Webster's Dictionary 
(1): (n.) A school or place of training in which some special art is taught; as, the military academy at West Point; a riding academy; the Academy of Music.
(2): (n.) A society of learned men united for the advancement of the arts and sciences, and literature, or some particular art or science; as, the French Academy; the American Academy of Arts and Sciences; academies of literature and philology.
(3): (n.) A place of training; a school.
(4): (n.) An institution for the study of higher learning; a college or a university. Popularly, a school, or seminary of learning, holding a rank between a college and a common school.

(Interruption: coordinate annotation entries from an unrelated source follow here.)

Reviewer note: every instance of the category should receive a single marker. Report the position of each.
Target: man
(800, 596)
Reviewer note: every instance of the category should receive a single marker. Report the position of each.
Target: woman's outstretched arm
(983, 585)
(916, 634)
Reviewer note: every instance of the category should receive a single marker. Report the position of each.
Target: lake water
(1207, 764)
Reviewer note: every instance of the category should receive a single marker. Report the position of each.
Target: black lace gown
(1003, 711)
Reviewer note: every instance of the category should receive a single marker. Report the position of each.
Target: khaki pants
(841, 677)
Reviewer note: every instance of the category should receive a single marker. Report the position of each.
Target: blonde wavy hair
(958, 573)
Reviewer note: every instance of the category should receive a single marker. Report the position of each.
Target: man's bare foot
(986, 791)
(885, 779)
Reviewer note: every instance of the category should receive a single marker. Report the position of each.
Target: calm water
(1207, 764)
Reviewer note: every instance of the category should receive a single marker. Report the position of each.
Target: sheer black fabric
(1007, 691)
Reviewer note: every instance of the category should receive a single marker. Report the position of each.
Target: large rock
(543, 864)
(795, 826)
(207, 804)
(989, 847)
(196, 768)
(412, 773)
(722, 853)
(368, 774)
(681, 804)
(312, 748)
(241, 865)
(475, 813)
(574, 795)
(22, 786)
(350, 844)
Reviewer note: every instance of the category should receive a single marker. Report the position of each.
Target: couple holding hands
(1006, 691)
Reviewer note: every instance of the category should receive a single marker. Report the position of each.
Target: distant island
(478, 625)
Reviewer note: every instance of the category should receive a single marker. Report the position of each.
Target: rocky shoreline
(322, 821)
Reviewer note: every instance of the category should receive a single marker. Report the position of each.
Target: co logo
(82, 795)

(5): (n.) A garden or grove near Athens (so named from the hero Academus), where Plato and his followers held their philosophical conferences; hence, the school of philosophy of which Plato was head.
The Nuttall Encyclopedia 
A public shady park or place of groves near Athens, where Plato taught his philosophy and whence his school derived its name, of which there are three branches, the Old , the Middle , and the New , represented respectively by Plato himself, Arcesilaos, and Carneades. The French Academy , of forty members, was founded by Richelieu in 1635, and is charged with the interests of the French language and literature, and in particular with the duty of compiling an authoritative dictionary of the French language. Besides these, there are in France other four with a like limited membership in the interest of other departments of science and art, all now associated in the Institute of France , which consists in all of 229 members. There are similar institutions in other states of Europe, all of greater or less note.